E, depois de uma incômoda e curta subida pelo elevador do prédio do narrador  — “ Não conheço uma coisa tão inutilmente desagradável quanto um elevador de prédio.” —  posto-me na sacada de seu apartamento para ouvir o canário do vizinho : “ O bicho canta quando chove, talvez para irradiar o seu canto. Mais poderoso do que o trabalho das gotas que precipitam. Ou para reverenciá-las. No calor do sol, solta a sua serenata, talvez por achar que será compreendido o seu agradecimento ao astro, que apenas cumpre a sua rota, mas que transforma os dias”.
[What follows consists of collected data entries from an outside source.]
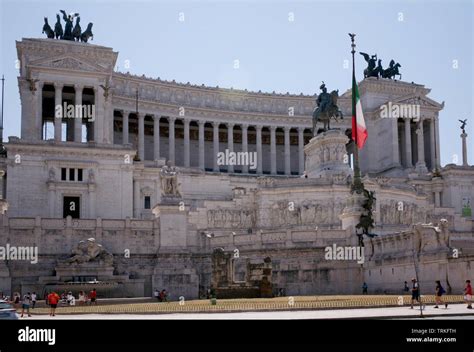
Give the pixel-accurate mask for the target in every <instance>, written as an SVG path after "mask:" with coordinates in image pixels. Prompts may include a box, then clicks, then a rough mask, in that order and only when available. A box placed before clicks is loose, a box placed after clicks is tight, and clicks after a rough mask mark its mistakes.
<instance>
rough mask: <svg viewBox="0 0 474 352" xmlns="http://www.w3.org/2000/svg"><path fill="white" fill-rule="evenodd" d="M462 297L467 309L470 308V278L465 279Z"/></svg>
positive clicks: (470, 297) (470, 308)
mask: <svg viewBox="0 0 474 352" xmlns="http://www.w3.org/2000/svg"><path fill="white" fill-rule="evenodd" d="M464 299H465V300H466V303H467V309H472V303H471V299H472V287H471V280H466V287H465V288H464Z"/></svg>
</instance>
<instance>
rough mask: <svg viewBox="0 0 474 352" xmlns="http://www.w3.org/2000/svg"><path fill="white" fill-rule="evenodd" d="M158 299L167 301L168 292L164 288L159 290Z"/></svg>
mask: <svg viewBox="0 0 474 352" xmlns="http://www.w3.org/2000/svg"><path fill="white" fill-rule="evenodd" d="M160 301H161V302H167V301H168V292H166V290H165V289H163V290H161V292H160Z"/></svg>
Mas, finalmente, na página 409,  o achado, a explicação ( pelo menos para mim) para a bicicleta (Joaninha)  da capa do livro, empoleirada sobre o galho seco de uma árvore — imagem que tanto incomodou minha colega de Academia, escritora Nilva Mariani, ao conhecer a obra —   quando o autor confessa: “Com tudo, motivos são muitos para se encontrar paz e felicidade, por que, então, o coração vive buscando razões para ‘bater em falha’? “
E eu respondo com os versos de Vicente de Carvalho, em seu poema, Felicidade : “Essa felicidade que supomos, / Árvore milagrosa, que sonhamos /
Toda arreada de dourados pomos, / Existe, sim : mas nós não a alcançamos /
Porque está sempre apenas onde a pomos / E nunca a pomos onde nós estamos”.
Seria “Joaninha”  o nome da felicidade?
Com a palavra, meu amigo ( apesar da pouca convivência, descobri, com Fragmentos de uma vida, que temos muitas coisas em comum) e vizinho de minha Cadeira na Academia Ribeirãopretana de Letras,  Carlos Roberto Ferriani.